Psychologist logo
Mental health

Mental health awareness – time to re-focus

Lucy Foulkes argues that campaigns may not be helping, and in some ways may actively make people worse.

07 February 2022

Have you heard that, every year, one in four people experience mental health problems? If you have, it can likely be traced back to Time to Change, the charity campaign launched in 2007 with the goal of ending discrimination and stigma around mental health. It starred Stephen Fry and Ruby Wax as its cheerleaders, and ‘one in four’ was its flagship stat. Today, its name certainly seems apt: Time to Change triggered a shift in how we talk about mental health forever.

Now, mental health campaigns are everywhere. To give you a flavour: Heads Together, a charity set up by the royals, recently ran Heads Up, using football and footballers to start conversations about mental health. The charity CALM had Be The Mate You'd Want, encouraging men in particular to check in on their friends. The suicide charity Papyrus ran Spot The Signs, about detecting who might be at risk of suicide; Mental Health Foundation asked people to wear a green ribbon pin to show their support. The NHS is in on the action too, telling us that Every Mind Matters. Many of these campaigns promote the same key message: if you’re struggling with your mental health, help is available… you just need to ask for it.

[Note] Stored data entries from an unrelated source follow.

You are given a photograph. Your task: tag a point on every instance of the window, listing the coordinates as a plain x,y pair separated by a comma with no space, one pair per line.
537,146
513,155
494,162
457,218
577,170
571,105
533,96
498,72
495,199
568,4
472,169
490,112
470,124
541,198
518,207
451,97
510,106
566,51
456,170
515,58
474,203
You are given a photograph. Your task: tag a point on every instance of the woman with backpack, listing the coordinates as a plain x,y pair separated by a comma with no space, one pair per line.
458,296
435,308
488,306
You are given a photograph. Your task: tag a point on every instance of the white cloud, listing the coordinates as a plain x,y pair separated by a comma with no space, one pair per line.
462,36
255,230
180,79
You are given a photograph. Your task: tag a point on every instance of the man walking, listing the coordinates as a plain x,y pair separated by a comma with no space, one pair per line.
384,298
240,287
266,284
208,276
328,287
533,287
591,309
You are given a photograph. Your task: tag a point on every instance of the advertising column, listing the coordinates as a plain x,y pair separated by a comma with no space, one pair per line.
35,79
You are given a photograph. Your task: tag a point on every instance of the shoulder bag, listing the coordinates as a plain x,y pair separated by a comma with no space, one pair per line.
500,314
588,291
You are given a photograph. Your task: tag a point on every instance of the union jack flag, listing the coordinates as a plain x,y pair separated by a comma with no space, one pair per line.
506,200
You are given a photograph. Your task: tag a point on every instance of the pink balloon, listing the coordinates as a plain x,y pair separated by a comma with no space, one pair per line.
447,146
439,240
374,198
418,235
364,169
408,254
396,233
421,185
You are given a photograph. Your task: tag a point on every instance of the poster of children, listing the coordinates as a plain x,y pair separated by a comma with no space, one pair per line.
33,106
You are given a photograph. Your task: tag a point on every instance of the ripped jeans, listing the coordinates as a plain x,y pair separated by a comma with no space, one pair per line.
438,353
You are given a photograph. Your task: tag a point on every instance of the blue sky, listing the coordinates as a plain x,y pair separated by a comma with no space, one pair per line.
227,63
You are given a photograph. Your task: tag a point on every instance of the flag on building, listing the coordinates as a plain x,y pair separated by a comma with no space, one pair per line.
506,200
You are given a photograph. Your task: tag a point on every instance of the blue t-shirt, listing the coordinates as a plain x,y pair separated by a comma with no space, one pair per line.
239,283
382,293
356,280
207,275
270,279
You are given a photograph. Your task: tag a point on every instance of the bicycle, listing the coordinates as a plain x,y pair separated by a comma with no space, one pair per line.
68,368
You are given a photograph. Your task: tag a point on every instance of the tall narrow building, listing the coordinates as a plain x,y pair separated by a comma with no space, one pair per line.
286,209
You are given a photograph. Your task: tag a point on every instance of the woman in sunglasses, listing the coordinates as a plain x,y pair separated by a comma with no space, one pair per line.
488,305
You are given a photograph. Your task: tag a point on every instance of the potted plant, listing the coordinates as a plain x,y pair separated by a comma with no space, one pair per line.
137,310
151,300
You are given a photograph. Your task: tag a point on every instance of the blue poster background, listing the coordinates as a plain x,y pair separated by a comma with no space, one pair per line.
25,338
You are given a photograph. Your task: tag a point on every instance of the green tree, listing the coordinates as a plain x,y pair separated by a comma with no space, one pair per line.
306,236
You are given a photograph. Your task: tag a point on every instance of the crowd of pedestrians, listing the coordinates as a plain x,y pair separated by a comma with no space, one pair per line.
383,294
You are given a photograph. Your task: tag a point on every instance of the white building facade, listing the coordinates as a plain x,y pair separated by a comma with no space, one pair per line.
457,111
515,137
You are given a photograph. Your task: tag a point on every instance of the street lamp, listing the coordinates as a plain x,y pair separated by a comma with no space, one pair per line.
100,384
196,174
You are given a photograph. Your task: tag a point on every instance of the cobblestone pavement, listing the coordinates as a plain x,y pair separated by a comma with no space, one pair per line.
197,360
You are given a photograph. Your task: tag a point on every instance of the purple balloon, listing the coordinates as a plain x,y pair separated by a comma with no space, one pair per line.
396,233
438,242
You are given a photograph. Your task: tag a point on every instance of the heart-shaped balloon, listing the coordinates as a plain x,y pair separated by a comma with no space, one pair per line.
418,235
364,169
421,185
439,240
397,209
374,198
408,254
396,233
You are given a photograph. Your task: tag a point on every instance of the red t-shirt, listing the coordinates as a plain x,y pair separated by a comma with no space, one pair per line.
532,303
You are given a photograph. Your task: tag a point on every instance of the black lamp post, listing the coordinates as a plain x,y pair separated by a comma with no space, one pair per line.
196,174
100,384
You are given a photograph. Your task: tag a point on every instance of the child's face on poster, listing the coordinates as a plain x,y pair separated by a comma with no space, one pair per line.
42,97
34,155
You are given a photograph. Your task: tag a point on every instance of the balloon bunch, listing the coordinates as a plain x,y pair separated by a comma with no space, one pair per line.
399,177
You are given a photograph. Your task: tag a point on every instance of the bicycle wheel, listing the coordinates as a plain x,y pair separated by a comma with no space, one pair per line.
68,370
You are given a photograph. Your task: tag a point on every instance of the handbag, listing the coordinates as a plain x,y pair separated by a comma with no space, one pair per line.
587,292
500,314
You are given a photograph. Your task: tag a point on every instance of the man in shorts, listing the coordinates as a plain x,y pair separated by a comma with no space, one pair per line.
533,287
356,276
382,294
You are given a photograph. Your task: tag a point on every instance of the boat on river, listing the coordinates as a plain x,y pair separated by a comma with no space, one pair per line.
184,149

In many ways, this message is vital and true. Talking through problems often helps; there are many wonderful helplines and support groups out there; and there are treatments that work. If this message means someone is more likely to reach out when they’re struggling, then this is all progress from the time when having a mental health problem inevitably meant suffering alone. 

But the message is also flawed. With every pithy hashtag and shiny celebrity endorsement, I keep coming back to the same conclusion: despite their theoretical benefits, I’m not sure how much these campaigns are actually helping. In the course of my academic work and writing on this subject, I have spoken to dozens of practising psychologists, teachers, parents and others who share my concern: that in some respects, the current public messaging about mental health might even be making things worse.

Just seek help

There are several issues with the ‘just seek help’ message. The first is that it situates the solution to mental health problems entirely within the individual. It implies that a person just needs to tell someone what’s going on, and then change something about themselves: exercise more, reframe their thoughts, take medication. Of course, for some people, this advice is invaluable. Indeed, it can still be invaluable even when the difficulties are obviously triggered or exacerbated by a person’s external circumstances: domestic abuse, unstable housing, chronic illness or thousands of other possibilities, many of which have been fuelled or exacerbated by a two-year pandemic. But the brevity of these messages can imply that the sole cause and solution of mental health problems lies within the individual, in their biology and their behaviour, and for many this is not a helpful or accurate way of framing their suffering.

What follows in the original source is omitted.